Fujiwara’s “Excellent!!!” monograph and how movie blurbs work

When high profile reviews of UIP books are published, I am responsible for pulling key quotes from the reviews and entering them in our database for future dissemination.  This duty was on my mind twice this weekend; once when I read this piece in Slate about movie blurbs, and again when I saw the following brief mention of Chris Fujiwara’s new book Jerry Lewis in The New York Times.

From Slate:

It’s typical for studios to gently fudge quotes—for brevity, as much as anything. For example, when Travers reviewed the Michael Jackson documentary This Is It, he wrote that
“[w]atching his struggle is illuminating, unnerving and unforgettable.” The newspaper ad shortened it to: “Illuminating and unforgettable.” . . . Some studios are careful to use ellipses and full sentences to convey context.
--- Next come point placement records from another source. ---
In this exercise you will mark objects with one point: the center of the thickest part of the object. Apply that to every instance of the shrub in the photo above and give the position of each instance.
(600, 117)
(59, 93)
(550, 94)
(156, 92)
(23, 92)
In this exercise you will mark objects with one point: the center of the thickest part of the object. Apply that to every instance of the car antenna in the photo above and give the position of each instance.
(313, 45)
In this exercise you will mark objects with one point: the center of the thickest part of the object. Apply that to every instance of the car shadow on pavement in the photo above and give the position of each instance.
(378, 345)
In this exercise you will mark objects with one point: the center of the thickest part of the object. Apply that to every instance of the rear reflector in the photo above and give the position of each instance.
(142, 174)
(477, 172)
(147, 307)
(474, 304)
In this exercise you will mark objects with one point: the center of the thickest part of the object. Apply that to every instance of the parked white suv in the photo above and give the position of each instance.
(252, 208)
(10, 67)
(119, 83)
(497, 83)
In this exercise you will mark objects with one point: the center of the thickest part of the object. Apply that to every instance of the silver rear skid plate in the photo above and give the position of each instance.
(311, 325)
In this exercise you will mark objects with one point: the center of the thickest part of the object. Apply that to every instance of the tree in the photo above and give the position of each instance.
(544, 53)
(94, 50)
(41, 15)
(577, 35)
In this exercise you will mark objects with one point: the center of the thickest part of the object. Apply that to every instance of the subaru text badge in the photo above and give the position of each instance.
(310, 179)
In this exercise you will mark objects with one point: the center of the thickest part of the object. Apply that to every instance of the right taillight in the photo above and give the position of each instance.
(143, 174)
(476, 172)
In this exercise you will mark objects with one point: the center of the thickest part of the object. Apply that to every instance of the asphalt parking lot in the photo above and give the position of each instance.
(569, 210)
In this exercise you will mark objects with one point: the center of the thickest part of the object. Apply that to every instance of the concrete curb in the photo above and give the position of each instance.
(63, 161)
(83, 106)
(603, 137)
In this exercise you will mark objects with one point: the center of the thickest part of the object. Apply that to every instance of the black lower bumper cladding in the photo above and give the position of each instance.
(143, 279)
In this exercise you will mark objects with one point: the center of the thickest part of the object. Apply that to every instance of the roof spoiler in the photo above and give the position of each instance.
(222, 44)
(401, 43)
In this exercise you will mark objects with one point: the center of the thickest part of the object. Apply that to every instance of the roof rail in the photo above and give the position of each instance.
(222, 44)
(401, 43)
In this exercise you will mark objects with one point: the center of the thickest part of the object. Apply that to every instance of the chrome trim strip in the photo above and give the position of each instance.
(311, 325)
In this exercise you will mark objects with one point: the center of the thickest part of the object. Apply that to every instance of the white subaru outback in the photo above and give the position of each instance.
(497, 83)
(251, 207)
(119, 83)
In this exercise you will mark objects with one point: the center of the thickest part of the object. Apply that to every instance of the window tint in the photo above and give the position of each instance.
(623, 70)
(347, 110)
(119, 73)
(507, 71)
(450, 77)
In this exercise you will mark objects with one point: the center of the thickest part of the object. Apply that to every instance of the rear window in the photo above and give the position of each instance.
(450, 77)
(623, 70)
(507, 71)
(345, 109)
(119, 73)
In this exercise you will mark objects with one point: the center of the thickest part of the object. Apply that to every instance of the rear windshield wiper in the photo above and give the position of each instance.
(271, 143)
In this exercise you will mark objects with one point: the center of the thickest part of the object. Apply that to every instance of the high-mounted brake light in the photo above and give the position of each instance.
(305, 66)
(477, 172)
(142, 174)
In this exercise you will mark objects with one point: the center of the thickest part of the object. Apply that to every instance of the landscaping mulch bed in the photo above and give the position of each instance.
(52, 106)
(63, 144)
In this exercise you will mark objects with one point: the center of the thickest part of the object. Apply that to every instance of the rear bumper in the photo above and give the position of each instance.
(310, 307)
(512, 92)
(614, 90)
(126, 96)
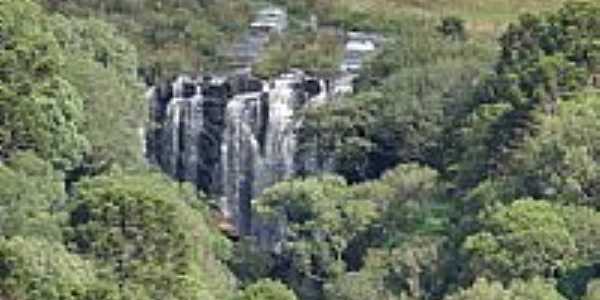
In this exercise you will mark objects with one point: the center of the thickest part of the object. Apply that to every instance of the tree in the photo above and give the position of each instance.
(559, 162)
(31, 193)
(102, 66)
(144, 232)
(593, 291)
(322, 218)
(32, 269)
(267, 290)
(39, 109)
(534, 289)
(526, 239)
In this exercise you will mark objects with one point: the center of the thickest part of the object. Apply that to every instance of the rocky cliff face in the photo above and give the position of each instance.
(232, 136)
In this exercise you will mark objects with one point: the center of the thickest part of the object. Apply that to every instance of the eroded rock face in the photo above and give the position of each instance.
(230, 136)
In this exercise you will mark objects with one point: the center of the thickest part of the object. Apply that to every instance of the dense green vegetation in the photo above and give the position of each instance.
(463, 168)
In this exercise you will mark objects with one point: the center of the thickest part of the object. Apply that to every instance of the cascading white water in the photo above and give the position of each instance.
(280, 142)
(240, 156)
(232, 144)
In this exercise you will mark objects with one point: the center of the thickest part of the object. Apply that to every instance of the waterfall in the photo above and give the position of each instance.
(241, 158)
(231, 137)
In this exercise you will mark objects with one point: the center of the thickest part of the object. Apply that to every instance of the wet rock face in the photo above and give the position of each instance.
(230, 136)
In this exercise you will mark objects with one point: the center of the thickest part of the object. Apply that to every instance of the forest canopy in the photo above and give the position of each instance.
(465, 165)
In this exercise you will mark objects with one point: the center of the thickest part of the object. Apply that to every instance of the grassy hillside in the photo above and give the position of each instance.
(485, 17)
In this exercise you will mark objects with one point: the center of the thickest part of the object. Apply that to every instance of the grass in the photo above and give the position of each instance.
(485, 18)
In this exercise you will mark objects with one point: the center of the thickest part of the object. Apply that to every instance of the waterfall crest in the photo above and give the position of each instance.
(232, 137)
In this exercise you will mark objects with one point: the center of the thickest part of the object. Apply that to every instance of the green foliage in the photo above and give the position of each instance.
(526, 239)
(453, 27)
(593, 291)
(140, 228)
(409, 96)
(30, 190)
(102, 66)
(172, 35)
(534, 289)
(318, 54)
(560, 161)
(39, 109)
(267, 290)
(32, 269)
(322, 217)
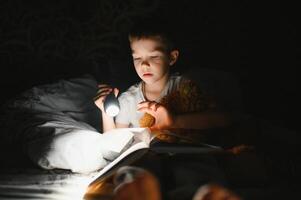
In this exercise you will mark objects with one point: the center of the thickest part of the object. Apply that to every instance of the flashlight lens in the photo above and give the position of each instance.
(112, 110)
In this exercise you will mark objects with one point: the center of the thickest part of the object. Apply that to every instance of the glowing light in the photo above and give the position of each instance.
(111, 105)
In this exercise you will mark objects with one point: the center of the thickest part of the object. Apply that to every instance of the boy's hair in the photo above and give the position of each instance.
(153, 28)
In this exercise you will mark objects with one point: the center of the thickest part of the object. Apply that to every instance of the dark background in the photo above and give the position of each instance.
(42, 41)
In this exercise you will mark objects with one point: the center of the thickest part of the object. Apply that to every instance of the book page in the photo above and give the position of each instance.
(140, 139)
(136, 146)
(114, 141)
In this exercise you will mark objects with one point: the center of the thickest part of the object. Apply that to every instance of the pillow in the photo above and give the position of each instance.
(65, 144)
(73, 97)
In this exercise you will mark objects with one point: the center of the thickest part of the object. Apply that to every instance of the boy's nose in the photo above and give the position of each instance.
(145, 63)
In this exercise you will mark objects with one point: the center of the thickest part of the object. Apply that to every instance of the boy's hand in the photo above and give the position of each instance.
(102, 92)
(163, 118)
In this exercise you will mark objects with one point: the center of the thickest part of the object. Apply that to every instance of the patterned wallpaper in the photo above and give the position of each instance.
(41, 41)
(66, 29)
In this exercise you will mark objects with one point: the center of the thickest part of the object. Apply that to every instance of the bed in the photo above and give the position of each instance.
(49, 142)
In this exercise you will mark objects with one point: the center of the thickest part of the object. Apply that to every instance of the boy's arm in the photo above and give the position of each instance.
(195, 120)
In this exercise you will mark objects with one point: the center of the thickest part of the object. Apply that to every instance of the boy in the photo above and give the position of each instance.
(154, 53)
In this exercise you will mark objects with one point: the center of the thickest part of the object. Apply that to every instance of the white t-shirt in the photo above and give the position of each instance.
(129, 100)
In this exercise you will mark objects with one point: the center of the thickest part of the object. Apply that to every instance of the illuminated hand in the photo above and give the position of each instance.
(102, 92)
(163, 118)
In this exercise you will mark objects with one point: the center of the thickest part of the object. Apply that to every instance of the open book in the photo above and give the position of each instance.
(120, 144)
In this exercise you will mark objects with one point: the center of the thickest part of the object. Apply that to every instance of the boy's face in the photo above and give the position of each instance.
(151, 60)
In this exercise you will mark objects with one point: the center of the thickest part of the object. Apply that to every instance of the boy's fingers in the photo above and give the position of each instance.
(147, 110)
(148, 104)
(116, 92)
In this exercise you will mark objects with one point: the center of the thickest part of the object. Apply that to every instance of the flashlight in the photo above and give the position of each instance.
(111, 105)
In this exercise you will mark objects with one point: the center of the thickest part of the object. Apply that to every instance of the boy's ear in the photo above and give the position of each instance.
(173, 57)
But proper punctuation isn’t expected. Indeed, ad copy writers tend to be quite liberal with their exclamation points.

From The New York Times:

Yet the critical literature on Mr. Lewis — which continues to blossom — seldom takes his hundreds (if not thousands) of hours of television work into account. Chris Fujiwara’s excellent monograph on Mr. Lewis, which comes out this week from the University of Illinois Press, contains only a passing mention of his television work, perhaps because it is so difficult to access this vast, hidden portion of Mr. Lewis’s career.